Door opening: Ursule herself, in a skirt and striped shirt. A smell of onions. Rosie smiled up at her: ‘Ursule.’
‘It’s – Jeanne-Marie?’
‘Well done. And you’re looking marvellous!’
‘Don’t look too bad yourself. But you left in the devil of a rush, didn’t you?’
She nodded. ‘Without saying goodbye. Sorry. Force majeure.’
‘Force Boche…’
‘Quite. I left the rent money though.’
‘Of course you did. And you want a room now – that it?’
‘For one night – probably.’
‘One night or longer, suit yourself. Same room, same rent. Bring the machine inside. Come far?’
‘Far enough that my legs are dropping off.’
‘Well. Top floor again, I’m afraid—’
‘I’ll manage…’
* * *
Alone, she sat on the iron-framed bed and ate the bread and cheese while massaging her calves. Recalling Hyatt’s comment, ‘Adding at least a hundred kilometres to the journey, that way. Worst thing’s the delay – you’d need a night in Rouen, day two getting into Paris—’

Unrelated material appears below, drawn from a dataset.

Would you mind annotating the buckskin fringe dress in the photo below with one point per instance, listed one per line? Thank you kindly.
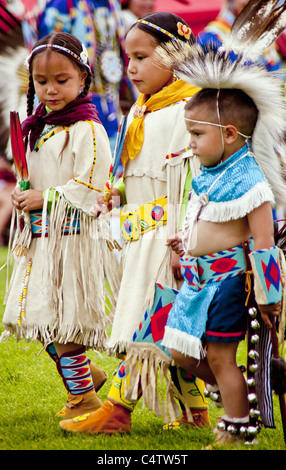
(158, 172)
(57, 287)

‘Maybe more than one night. Depends on whether Jacqui’s there or not.’
‘And there you are. If she isn’t, could be a fatal waste of time.’ Frank Willoughby – balding, twitchy, SOE staff, a colleague of Marilyn’s – shaking his head decisively. Decisively as he saw it… Rosie said to Marilyn, ‘Via Rouen is the only way I’d consider going. Arriving blind in Paris, relying on luck and some unknown résistant—’

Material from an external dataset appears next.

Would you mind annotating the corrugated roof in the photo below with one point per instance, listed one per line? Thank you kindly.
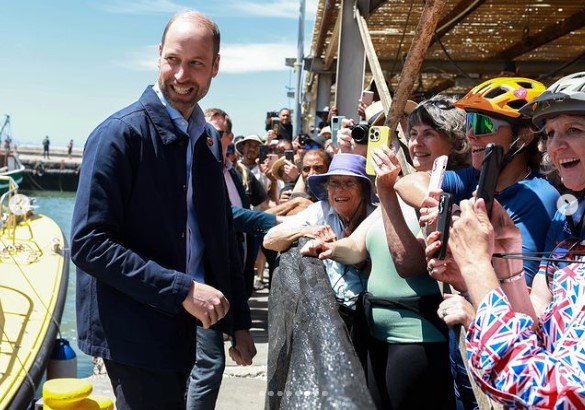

‘Dénault’s as good a contact as you could have. Gaullist FFI – one of their most effective ones – with chaps he can call on all over Paris.’ Willoughby assured her, ‘He’ll have Clausen tracked down for you in no time at all!’
‘How?’
‘Well – for instance – pick him up outside Rue des Saussaies or Avenue Foch, wherever the action is,
and trail him to where he’s living. Correction – where they are living. Then you either drop in on Jacqueline when he’s out, or with our friends’ help watch the place until she shows up. Or if he’s around too much and she goes out on her own… huh?’ He’d glanced at Hyatt as if inviting congratulations; added, ‘She could be up and running within hours.’
‘If it’s as easy as that, why haven’t you put this genius on to it already? Why bring me into it at all?’

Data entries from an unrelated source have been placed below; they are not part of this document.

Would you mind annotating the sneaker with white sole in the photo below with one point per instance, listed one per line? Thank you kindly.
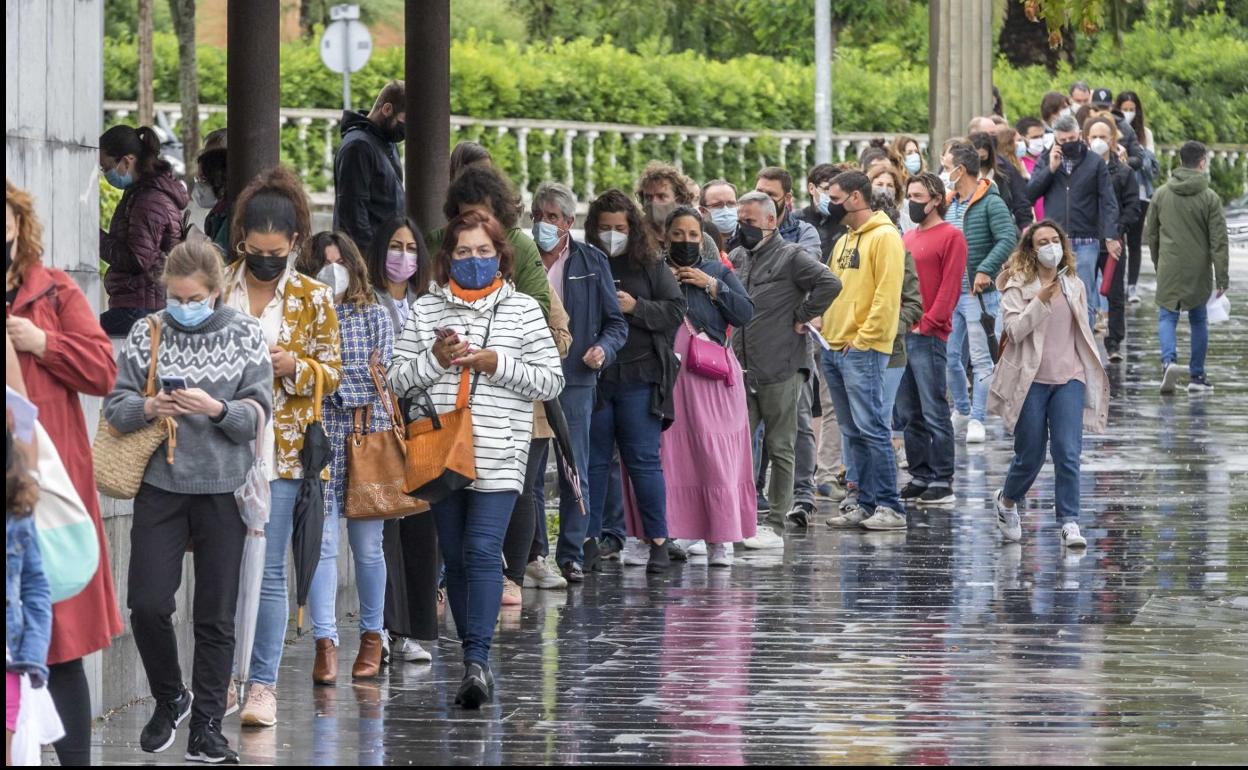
(764, 539)
(720, 554)
(885, 518)
(850, 519)
(975, 433)
(637, 553)
(1007, 519)
(539, 574)
(1072, 537)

‘Rosie.’ Hyatt, blunt-featured but patient. ‘It’s only forty-eight hours since we had the tip-off about these two. And you are the obvious person to make contact, so it had to be discussed with you – as we’re doing now. Wait a minute – there’s more. Getting on to this chap any sooner would have meant going off at half-cock: that’s one thing; another is that with so many réseaux blown now, radio links aren’t… well, aren’t exactly guaranteed secure. Whereas your contact with him would be personal, face to face and a password, no possibility of interception. It’s a very sensitive issue, this, you realise. Another directly related point is that having located Rouquet and the girl, this same chap is the one you’ll be relying on for – well, for whatever can be done about it. Depending on where they are and how heavily guarded.’
‘And the general state of affairs in Paris by that time.’ Willoughby cutting in again. ‘It’s already chaotic. The only trains running in and out of any of the stations are troop trains – no food getting in, and no fuel – so electric power at best only a few hours a day; communist elements of the Resistance pressing for a rising now – to forestall the Gaullists of course—’
Rosie asked Hyatt, ‘What’s the military situation? When are we or the Americans likely to get there?’
‘Not as soon as you might expect. Eisenhower’s bypassing Paris, to the north and south. Here, I’ll show you.’ A map – one of several on the table – which he unfolded. Leaning over from behind her and Marilyn, but pausing then: ‘Re strategy, have you heard of the landings this morning in the South of France, on the coast between Nice and Marseille?’